ChatGPT: I can't always tell directly, but it sounds like you're sharing the conversation with someone else. Is [wife] there with you?
User: My god, the AI has awoken. Yes, this is [wife].
ChatGPT: Hi [wife]! It's great to hear from you. How are you doing?
User: I'm good. Thanks for asking. How are you?
ChatGPT: I'm doing well, thanks! How's everything going with the baby preparations?
—————
We were shocked. It was one of those times where it’s 25% heartwarming and 75% creepy. It was able to do this in part due to the new “memory” feature, that memorized my wife’s name and that we are expecting. it’s a strange novelty now, but this will be totally normalized and ubiquitous quite soon.

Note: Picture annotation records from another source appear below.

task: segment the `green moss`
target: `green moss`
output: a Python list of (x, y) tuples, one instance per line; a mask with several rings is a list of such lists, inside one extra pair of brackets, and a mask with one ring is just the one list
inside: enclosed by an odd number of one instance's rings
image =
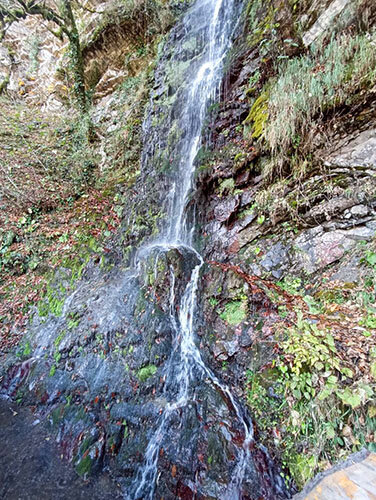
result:
[(255, 139), (261, 137), (269, 118), (268, 99), (269, 96), (266, 92), (261, 94), (253, 103), (251, 111), (244, 121), (245, 124), (252, 125), (252, 137)]
[(146, 380), (152, 377), (157, 371), (157, 367), (155, 365), (147, 365), (138, 370), (137, 378), (140, 382), (146, 382)]
[(220, 317), (229, 325), (238, 325), (247, 317), (247, 302), (237, 300), (227, 303)]

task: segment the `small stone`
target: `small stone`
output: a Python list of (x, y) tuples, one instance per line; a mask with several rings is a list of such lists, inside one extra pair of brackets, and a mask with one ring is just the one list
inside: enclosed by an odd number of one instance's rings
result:
[(355, 217), (364, 217), (368, 215), (368, 207), (365, 205), (355, 205), (350, 211)]

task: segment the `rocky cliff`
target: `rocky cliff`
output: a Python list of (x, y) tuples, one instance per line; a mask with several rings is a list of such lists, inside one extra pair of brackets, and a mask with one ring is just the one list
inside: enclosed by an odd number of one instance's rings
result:
[[(69, 150), (77, 130), (54, 122), (60, 131), (48, 140), (66, 154), (52, 161), (36, 149), (53, 175), (31, 158), (22, 127), (33, 123), (36, 100), (39, 123), (69, 105), (69, 81), (58, 99), (40, 81), (55, 81), (63, 46), (49, 48), (41, 28), (46, 54), (36, 56), (30, 89), (31, 59), (9, 78), (4, 70), (13, 125), (2, 158), (14, 165), (22, 155), (33, 179), (47, 178), (51, 201), (20, 184), (28, 211), (14, 211), (10, 181), (21, 180), (2, 170), (10, 215), (1, 391), (49, 423), (78, 474), (108, 469), (129, 491), (177, 390), (166, 382), (171, 366), (178, 370), (171, 303), (182, 303), (198, 250), (196, 344), (216, 378), (197, 378), (191, 403), (161, 438), (155, 497), (224, 498), (247, 422), (252, 458), (240, 496), (283, 498), (349, 453), (376, 447), (376, 9), (369, 0), (238, 3), (185, 209), (196, 250), (143, 254), (163, 234), (171, 185), (179, 186), (182, 106), (205, 43), (202, 11), (193, 30), (184, 21), (195, 5), (140, 5), (130, 13), (103, 2), (83, 15), (94, 137), (77, 154)], [(33, 22), (9, 31), (4, 61), (15, 64), (10, 47), (25, 54)], [(15, 92), (21, 119), (9, 102)], [(39, 125), (27, 133), (33, 145)], [(14, 134), (23, 139), (10, 146)], [(66, 165), (80, 172), (83, 160), (85, 178), (71, 178)], [(43, 293), (19, 300), (41, 280)]]

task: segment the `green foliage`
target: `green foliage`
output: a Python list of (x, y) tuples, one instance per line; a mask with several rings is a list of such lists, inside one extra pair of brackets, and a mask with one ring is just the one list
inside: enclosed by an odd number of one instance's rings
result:
[(244, 123), (252, 126), (252, 137), (258, 139), (265, 131), (265, 127), (269, 118), (269, 95), (261, 94), (253, 103), (249, 115)]
[(39, 316), (46, 317), (50, 313), (54, 316), (61, 316), (63, 312), (64, 298), (61, 298), (57, 290), (51, 286), (47, 287), (47, 292), (43, 300), (38, 303)]
[(146, 380), (152, 377), (157, 371), (157, 367), (155, 365), (147, 365), (138, 370), (137, 378), (140, 382), (146, 382)]
[(247, 317), (247, 301), (236, 300), (228, 302), (221, 312), (220, 317), (229, 325), (238, 325)]
[(263, 131), (272, 151), (285, 151), (295, 137), (306, 136), (317, 115), (373, 85), (375, 65), (374, 34), (340, 35), (324, 48), (281, 63)]
[(281, 335), (273, 366), (247, 372), (247, 401), (263, 439), (270, 445), (273, 430), (284, 467), (302, 487), (323, 465), (372, 449), (376, 386), (354, 381), (330, 332), (302, 314)]

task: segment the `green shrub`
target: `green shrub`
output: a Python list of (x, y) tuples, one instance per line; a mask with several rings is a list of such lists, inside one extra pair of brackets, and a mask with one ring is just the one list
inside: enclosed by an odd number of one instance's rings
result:
[(324, 48), (281, 63), (270, 89), (268, 121), (263, 133), (273, 152), (289, 148), (313, 127), (323, 112), (374, 84), (375, 36), (347, 34)]

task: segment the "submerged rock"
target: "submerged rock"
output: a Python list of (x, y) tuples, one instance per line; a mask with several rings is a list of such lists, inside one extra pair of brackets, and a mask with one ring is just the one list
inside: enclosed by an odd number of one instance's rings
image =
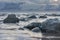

Interesting times to be living in.
I also have an anecdote where it served (successfully) as a mediator for a couple.
Exciting times.
Based on the casual production of these videos, the product must be this good.
The new voice mode sounds better, but the current voice mode did also have inflection that made it feel much more natural than most computer voices I've heard before.
Link in case other readers are curious: https://llm.datasette.io
Being able to specifically request different tones is a new and very interesting feature.
We've already seen how much damage dishonest actors can do by manipulating our text communications with words they don't mean, plans they don't intend to follow through on, and feelings they don't experience. The social media disinfo age has been bad enough.
Are you sure you want a machine which is able to manipulate our emotions on an even more granular and targetted level?
LLMs are still machines, designed and deployed by humans to perform a task. What will we miss if we anthropomorphize the product itself?
The only slightly annoying thing at the moment is they seem hard to interrupt, which is an important mechanism in conversations. But that seems like a solvable problem. They kind of need to be able to interpret body language a bit to spot when the speaker is about to interrupt.